Since IPCC Fifth Assessment Report, many new sources of knowledge have been employed to provide better understanding of climate change risks, impacts, vulnerability and also societal responses through adaptation, mitigation and sustainable development. This new, more integrative assessment focuses more on risk and solutions, social justice, different forms of knowledge including IK and LK, the role of transformation and the urgency of fast climate actions.
The IPCC Sixth Assessment Report (AR6) has played a prominent role in science–policy–society interactions on the climate issue since 1988 and has advanced in interdisciplinary climate change assessment since AR5. Many new sources of knowledge have been employed to provide better understanding of climate change risks, impacts, vulnerability and also societal responses through adaptation, mitigation and sustainable development.
This AR6 assessment focuses more on risk and solutions. The risk framing for the first time spans all three Working Groups. It includes risks from the responses to climate change, considers dynamic and cascading consequences, describes with more geographic detail risks to people and ecosystems, and assesses such risks over a range of scenarios. The solutions framing encompasses the interconnections among climate responses, sustainable development and transformation, and the implications for governance across scales within the public and private sectors. The assessment therefore includes climate-related decision making and risk management, climate resilient development pathways, implementation and evaluation of adaptation, and also limits to adaptation and loss and damage.

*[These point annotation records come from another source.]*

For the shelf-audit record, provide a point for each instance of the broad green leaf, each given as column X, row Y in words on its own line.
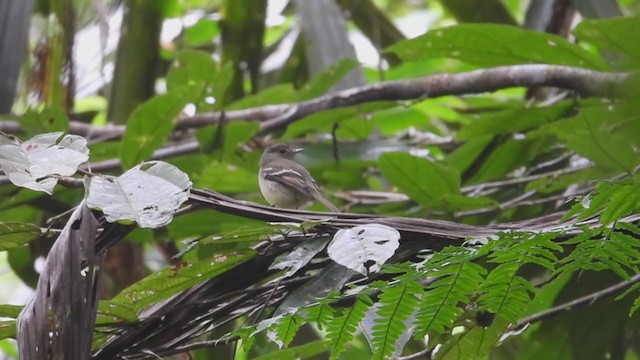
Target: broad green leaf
column 323, row 121
column 191, row 67
column 466, row 154
column 425, row 181
column 494, row 45
column 165, row 283
column 615, row 34
column 112, row 312
column 504, row 159
column 590, row 135
column 323, row 82
column 151, row 123
column 277, row 94
column 305, row 351
column 202, row 32
column 512, row 120
column 286, row 93
column 15, row 234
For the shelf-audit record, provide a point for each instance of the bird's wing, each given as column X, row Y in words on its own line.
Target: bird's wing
column 295, row 177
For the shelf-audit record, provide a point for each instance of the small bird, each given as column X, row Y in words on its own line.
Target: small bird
column 285, row 183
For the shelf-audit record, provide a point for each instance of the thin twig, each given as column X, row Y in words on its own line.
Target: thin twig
column 581, row 301
column 424, row 354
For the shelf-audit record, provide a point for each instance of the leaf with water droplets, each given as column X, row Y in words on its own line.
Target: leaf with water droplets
column 364, row 248
column 148, row 194
column 31, row 164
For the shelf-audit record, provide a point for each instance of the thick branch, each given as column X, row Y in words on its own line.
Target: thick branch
column 579, row 302
column 272, row 117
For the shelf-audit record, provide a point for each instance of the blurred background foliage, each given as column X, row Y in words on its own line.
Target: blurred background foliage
column 96, row 64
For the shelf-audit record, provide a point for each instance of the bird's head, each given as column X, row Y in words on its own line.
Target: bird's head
column 283, row 150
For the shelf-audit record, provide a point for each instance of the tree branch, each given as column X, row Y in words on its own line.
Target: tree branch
column 581, row 301
column 272, row 117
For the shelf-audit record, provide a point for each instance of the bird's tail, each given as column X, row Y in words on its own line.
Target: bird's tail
column 327, row 203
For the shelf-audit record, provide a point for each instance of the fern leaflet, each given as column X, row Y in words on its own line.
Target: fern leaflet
column 397, row 303
column 342, row 329
column 440, row 305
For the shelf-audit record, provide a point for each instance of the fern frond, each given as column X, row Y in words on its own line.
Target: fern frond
column 504, row 293
column 612, row 200
column 616, row 251
column 285, row 330
column 320, row 314
column 341, row 329
column 534, row 248
column 397, row 303
column 440, row 305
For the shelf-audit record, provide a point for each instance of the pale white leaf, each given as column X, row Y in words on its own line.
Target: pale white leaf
column 299, row 257
column 148, row 194
column 364, row 248
column 32, row 163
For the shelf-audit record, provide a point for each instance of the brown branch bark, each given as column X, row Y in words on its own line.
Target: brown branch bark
column 272, row 117
column 579, row 302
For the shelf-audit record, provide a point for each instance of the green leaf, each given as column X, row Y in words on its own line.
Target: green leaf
column 305, row 351
column 512, row 120
column 508, row 156
column 11, row 311
column 167, row 282
column 465, row 155
column 47, row 120
column 227, row 178
column 397, row 303
column 191, row 67
column 114, row 312
column 323, row 121
column 151, row 123
column 493, row 45
column 16, row 234
column 616, row 34
column 286, row 93
column 323, row 82
column 441, row 303
column 504, row 293
column 424, row 181
column 286, row 329
column 590, row 135
column 472, row 344
column 202, row 32
column 342, row 329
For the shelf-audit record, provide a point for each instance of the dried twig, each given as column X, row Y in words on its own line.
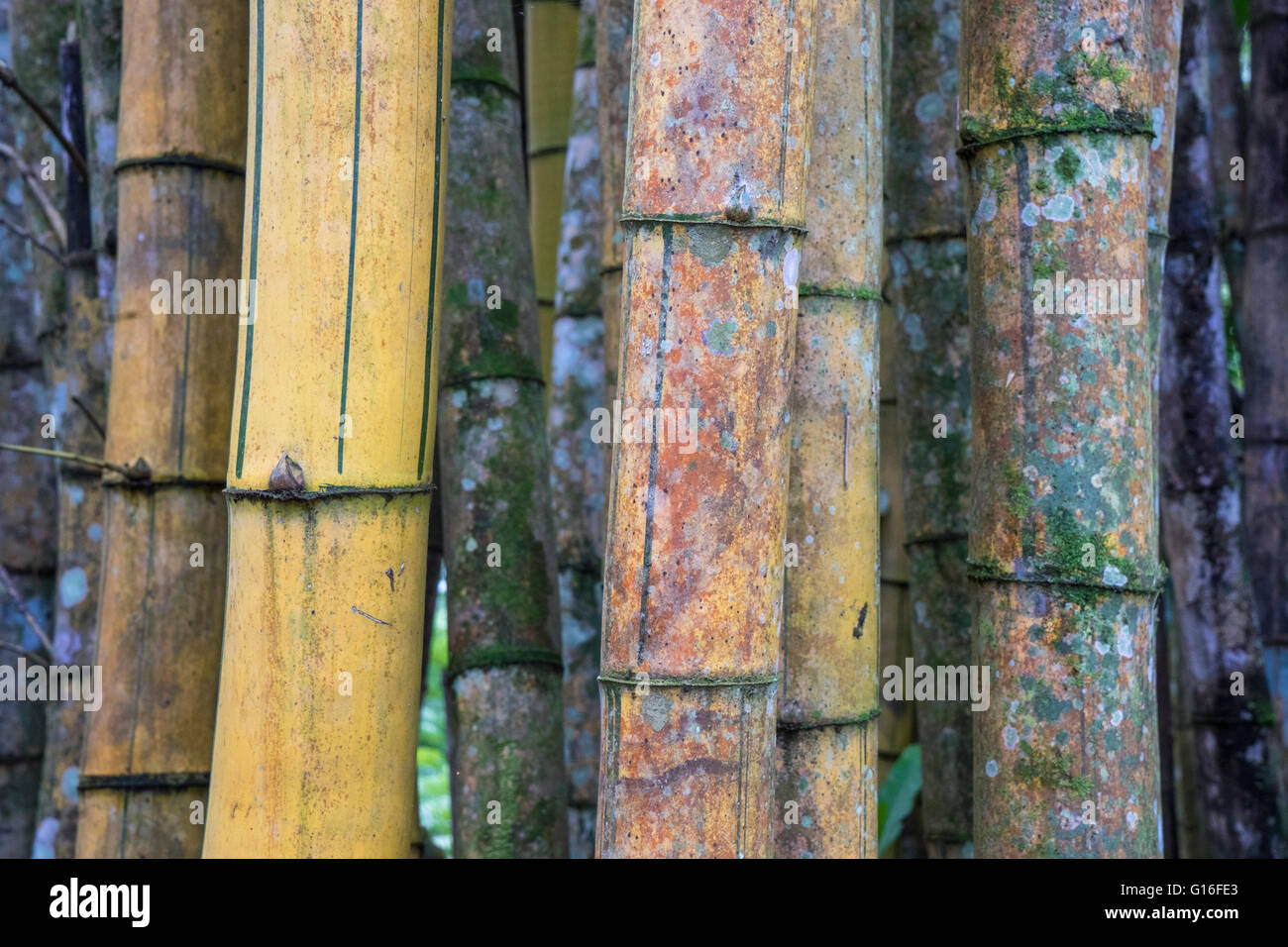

The AR6 emphasises the emergent issue on social justice and different forms of knowledge. As climate change impacts and responses are implemented, there is heightened awareness of the ways that climate responses interact with issues of justice and social progress. In this report, there is expanded attention on inequity in climate vulnerability and responses, the role of power and participation in processes of implementation, unequal and differential impacts, and climate justice. The historic focus on scientific literature is also accompanied by increased consideration and incorporation of Indigenous knowledge and local knowledge and associated scholars.
The AR6 has a more extensive focus on the role of transformation and the urgency of fast climate actions in meeting societal goals. This report assesses extensive literatures with an increasing diversity of topics and geographical areas with more sectoral and regional details. The literature also increasingly evaluates the lived experiences of climate change—the physical changes underway, the impacts for people and ecosystems, the perceptions of the risks, and adaptation and mitigation responses planned and implemented.
The assessment in AR6 is more integrative across multiple disciplines and combines experts across Working Groups, chapters, papers and disciplines, such as natural and social sciences, medical and health sciences, engineering, humanities, law and business administration. The emphasis on knowledge for action has also included the role of public communication, stories and narratives within assessment and associated outreach.